Writing for a majority of five justices, Justice Stephen Breyer also rejected this reading of the statute, finding that the second clause was obviously intended to do more than to "clarify" the already plain meaning of the first clause. "If the second clause of the Act did not exist," argued Breyer, "we would still say that an employer who disfavored pregnant women relative to other workers of similar ability or inability to work had engaged in pregnancy discrimination." Breyer also persuasively argued that this reading of the statute was inconsistent with the objectives Congress had in passing the law as previously determined by the court. Breyer was joined by the three other liberals on the bench and Chief Justice Roberts.
Breyer's opinion, however, was not quite an unequivocal triumph for Young. Young's argument was that if there was "evidence that pregnant and nonpregnant workers were not treated the same" then a pregnancy discrimination suit must prevail. Rather than adopting this reading, the majority staked out a middle ground.
Derived from the 1973 civil rights case McDonnell Douglas v. Green, the court argued that pregnant workers alleging discrimination must use a two-step approach. First, the burden of proof is on the employee to show that there is prima facie evidence of discrimination — that is, evidence sufficient to sustain a claim before the other side presents its case. If an employee can make this showing, the burden then shifts to the employer to show that it had a valid, neutral reason for treating the employee differently.

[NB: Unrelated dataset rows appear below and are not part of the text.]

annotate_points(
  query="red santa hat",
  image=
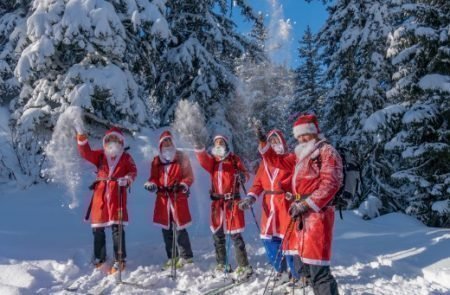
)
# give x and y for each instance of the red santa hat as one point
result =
(279, 134)
(306, 124)
(114, 131)
(165, 135)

Based on this test, the majority rejected the Fourth Circuit's summary dismissal of Young's claim. Young was able to present at least some evidence that she was treated differently than other non-pregnant employees with similar limitations related to heavy lifting, and hence her case was dismissed prematurely. Justice Alito — not exactly a bleeding heart on employment discrimination cases — found that it "is not at all clear that respondent had any neutral business ground for treating pregnant drivers less favorably than at least some of its nonpregnant drivers who were reassigned to other jobs that they were physically capable of performing."
If there isn't a settlement, it will remain up to the lower courts to determine if she can prove her discrimination claim. But at least she will be allowed to make her case.
So while Young did not get the court to embrace the broadest interpretation of the statute, the decision must be considered a victory. "The court made clear that employers may not refuse to accommodate pregnant workers based on considerations of cost or convenience when they accommodate other workers," Samuel Bagenstos, the Michigan Law School professor who represented Young before the Supreme Court, told me. "It's a big step forward towards enforcing the principle that a woman shouldn't have to choose between her pregnancy and her job."
We still don't know if Peggy Young's strong case will ultimately prevail. But when the Roberts Court issues a ruling that sides with the workers and gives greater protection to women, it's a reason for both surprise and celebration.